2003/10/08 Roa Zubia, Guillermo - Elhuyar Zientzia

The winners are Americans Peter Agre and Roderick MacKinnon and each will receive half of the prize.

Peter Agre and Roderick MacKinnon receive the 2003 Nobel Prize in Chemistry

The outer membrane of cells, in addition to protecting themselves, has the function of communicating with the environment, since many substances must enter and exit. For this purpose, it uses proteins in the form of channels. These proteins are membrane-integrated structures that give access to or solution to certain substances. These channels are specific, that is, there is a type of channel for each type of substance that is going to enter or exit.

This year's Nobel Prize winners in Chemistry have investigated some of these channels, water and ions. It is no wonder the importance of channels in the field of biochemistry. Understanding the mechanism that introduces water into cells is fundamental, since all body organs must control the flow of water. For example, the knowledge of these proteins is essential to understand, among other things, the functioning of the kidney and the heart.

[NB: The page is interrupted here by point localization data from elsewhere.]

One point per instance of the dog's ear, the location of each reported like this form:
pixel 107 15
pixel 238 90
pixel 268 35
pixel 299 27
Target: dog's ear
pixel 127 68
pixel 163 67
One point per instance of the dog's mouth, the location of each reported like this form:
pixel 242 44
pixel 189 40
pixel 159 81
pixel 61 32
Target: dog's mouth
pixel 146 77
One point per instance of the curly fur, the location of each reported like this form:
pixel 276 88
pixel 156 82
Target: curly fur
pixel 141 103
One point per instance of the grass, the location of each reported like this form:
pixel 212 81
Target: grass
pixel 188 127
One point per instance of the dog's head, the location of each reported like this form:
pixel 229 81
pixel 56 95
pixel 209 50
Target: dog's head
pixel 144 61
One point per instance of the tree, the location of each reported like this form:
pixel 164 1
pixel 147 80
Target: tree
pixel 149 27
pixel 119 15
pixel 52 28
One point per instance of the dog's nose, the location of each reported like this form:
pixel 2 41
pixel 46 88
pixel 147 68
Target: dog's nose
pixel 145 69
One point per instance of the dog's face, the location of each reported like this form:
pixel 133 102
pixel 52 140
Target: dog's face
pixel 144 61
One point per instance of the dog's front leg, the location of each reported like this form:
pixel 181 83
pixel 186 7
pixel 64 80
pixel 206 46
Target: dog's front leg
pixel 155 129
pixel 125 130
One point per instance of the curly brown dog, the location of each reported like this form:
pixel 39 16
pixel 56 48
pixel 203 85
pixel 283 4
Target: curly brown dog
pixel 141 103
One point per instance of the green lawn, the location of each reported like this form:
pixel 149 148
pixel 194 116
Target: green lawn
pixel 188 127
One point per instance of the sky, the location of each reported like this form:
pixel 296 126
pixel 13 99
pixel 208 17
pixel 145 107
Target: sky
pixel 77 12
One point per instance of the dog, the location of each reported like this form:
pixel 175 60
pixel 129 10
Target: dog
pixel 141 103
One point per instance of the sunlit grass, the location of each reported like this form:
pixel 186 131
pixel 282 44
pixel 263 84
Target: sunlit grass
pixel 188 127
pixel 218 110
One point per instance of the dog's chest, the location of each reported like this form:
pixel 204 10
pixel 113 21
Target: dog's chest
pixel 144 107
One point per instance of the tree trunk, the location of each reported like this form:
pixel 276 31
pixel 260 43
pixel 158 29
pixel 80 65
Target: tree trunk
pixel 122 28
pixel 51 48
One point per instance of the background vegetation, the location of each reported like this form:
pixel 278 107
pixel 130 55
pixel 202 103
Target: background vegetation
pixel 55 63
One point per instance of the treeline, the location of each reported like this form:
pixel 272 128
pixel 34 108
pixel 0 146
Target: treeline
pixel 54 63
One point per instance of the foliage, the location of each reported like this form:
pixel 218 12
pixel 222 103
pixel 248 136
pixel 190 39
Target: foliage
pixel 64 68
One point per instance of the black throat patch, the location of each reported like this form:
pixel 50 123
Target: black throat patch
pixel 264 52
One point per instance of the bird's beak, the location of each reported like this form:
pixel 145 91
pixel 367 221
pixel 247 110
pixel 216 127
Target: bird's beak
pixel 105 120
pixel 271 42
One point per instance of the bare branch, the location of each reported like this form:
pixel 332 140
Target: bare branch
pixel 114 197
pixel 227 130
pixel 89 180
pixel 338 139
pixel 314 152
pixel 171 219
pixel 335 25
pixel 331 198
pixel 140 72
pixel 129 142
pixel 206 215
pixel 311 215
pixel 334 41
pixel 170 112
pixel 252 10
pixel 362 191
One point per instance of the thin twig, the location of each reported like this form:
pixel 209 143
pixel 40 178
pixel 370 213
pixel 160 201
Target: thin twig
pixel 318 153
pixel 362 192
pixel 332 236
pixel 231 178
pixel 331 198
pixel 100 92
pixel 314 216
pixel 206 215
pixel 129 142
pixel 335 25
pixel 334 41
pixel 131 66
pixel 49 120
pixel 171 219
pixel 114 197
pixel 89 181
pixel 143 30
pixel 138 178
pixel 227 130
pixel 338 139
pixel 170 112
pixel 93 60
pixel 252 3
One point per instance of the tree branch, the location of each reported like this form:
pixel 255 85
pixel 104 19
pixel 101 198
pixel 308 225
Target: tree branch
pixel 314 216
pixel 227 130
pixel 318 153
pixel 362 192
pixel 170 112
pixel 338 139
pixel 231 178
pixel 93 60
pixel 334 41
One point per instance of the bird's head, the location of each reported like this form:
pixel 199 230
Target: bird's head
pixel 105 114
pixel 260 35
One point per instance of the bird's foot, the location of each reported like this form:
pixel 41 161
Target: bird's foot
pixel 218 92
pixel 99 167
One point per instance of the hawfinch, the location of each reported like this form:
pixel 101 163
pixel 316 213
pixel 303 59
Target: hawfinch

Although they are very important proteins, water channels were not identified until 1988. The search was long because the biochemists knew that there had to be those channels, but no one found them. The American Peter Agre managed to isolate one of them for the first time. This year he will receive the Nobel Prize for this work.

However, the channels of the ions are known much earlier. They are many, since many mineral salts intervene in biological processes, specifically in the cell membrane. For example, they intervene in some processes related to the cell's energy production and the transmission of signals between neurons. Thus, calcium, potassium, protons and sodium are one of the most abundant ions that cross the membrane. American Roderick MacKinnon worked with potassium transport channels and in 1998 he discovered the exact spatial structure of this protein.

The research of the cell membrane is, therefore, the basis of the Nobel Prize in Chemistry. Perhaps in the section of physiology it could be expected that a work of this type would be awarded, but those of the Nobel Foundation have decided to do so this year; the Nobel Prize for Medicine has awarded physicists and that of Chemistry to biochemicals.